Fake news is a problem that must be curbed: PM Lee, Latest Singapore News - The New Paper

Fake news is a problem that must be curbed: PM Lee

This article is more than 12 months old

Singapore must set an appropriate boundary in order to protect free speech

There is a wide scope for discourse in Singapore, but fake news is a distinct and specific problem that must be curbed before it affects society, said Prime Minister Lee Hsien Loong.

He made this point in an interview when asked for his response to concerns that proposed laws to tackle fake news would curb free speech. There is no society in which free speech is absolute or uncontrolled, he said, noting that it exists within appropriate boundaries.

For example, speech that is defamatory or threatening in nature lies outside of these boundaries, said PM Lee in an interview conducted in Mandarin with variety show host Kym Ng and news presenter Evelyn Lam broadcast on Mediacorp's Channel 8 last night.

"We must set an appropriate boundary that would allow us to protect free speech and allow people to exchange information, thoughts and opinions in a meaningful way," he added.

Other countries are also grappling with the problem of fake news, PM Lee said, citing Germany as an example of a country that has enacted laws to tackle the issue.

The Government had introduced the proposed legislation earlier this month, and it is set to be debated when the House sits on May 6.

He is in Beijing for a five-day visit since Thursday to attend the second Belt and Road Forum and witness the signing of memorandums of understanding on bilateral cooperation between Singapore and China.

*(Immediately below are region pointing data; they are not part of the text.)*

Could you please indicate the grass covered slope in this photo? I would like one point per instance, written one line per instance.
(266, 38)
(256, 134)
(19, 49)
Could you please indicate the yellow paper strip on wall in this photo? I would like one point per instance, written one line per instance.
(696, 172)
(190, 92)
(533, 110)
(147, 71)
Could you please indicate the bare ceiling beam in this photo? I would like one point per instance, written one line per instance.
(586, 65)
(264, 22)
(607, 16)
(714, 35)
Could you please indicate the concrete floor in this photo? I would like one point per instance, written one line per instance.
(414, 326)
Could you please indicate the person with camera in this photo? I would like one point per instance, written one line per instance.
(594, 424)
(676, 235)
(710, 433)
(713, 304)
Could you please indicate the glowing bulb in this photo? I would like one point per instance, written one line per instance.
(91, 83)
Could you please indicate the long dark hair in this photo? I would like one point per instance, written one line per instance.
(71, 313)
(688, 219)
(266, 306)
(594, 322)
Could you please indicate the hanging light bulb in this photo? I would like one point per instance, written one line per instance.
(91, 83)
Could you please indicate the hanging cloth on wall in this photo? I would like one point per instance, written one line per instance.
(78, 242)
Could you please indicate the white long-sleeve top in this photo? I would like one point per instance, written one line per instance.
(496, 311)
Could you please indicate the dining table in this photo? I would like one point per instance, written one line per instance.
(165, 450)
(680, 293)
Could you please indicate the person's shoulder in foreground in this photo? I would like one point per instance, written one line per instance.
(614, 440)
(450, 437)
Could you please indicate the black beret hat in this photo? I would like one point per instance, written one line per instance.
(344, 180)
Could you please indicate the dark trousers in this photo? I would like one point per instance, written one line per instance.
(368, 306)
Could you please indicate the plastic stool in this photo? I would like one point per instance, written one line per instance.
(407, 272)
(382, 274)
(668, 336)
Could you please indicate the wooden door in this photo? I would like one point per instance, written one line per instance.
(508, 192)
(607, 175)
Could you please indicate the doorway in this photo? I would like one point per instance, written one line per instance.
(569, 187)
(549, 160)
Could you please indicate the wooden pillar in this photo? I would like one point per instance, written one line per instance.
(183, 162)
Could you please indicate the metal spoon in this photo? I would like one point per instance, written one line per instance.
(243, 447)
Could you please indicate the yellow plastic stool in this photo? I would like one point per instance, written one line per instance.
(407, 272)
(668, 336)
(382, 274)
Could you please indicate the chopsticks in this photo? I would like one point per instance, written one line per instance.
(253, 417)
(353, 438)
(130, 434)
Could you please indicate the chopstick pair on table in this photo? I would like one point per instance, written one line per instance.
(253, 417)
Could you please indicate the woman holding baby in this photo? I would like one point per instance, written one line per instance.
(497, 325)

Fake news pose a real challenge to Singapore, PM Lee said, citing the 2016 United States presidential election, which the US said Russia interfered in, a charge the Russians have denied.

PM Lee said it is fully possible for others to interfere and spread fake news in Singapore too.

"I don't know which other countries might want to participate in our politics, but we do know that we are a very open country," said PM Lee. "We must prepare and shore up our defences, and that's why we have introduced the (Protection from Online Falsehoods and Manipulation Bill)."

It is difficult to verify the source of news on social media which may have scant information, he said, adding that some social media accounts do not even show the account holder's real identity.

Noting that there are all types of falsehoods online, the Prime Minister said there was a website that used his pictures and his name to market a bitcoin investment.

"They had 'quoted me' as saying that the product is very good and that I encouraged everyone to invest. It was absurd. But when others see it, how would they know if its real or fake?" said PM Lee.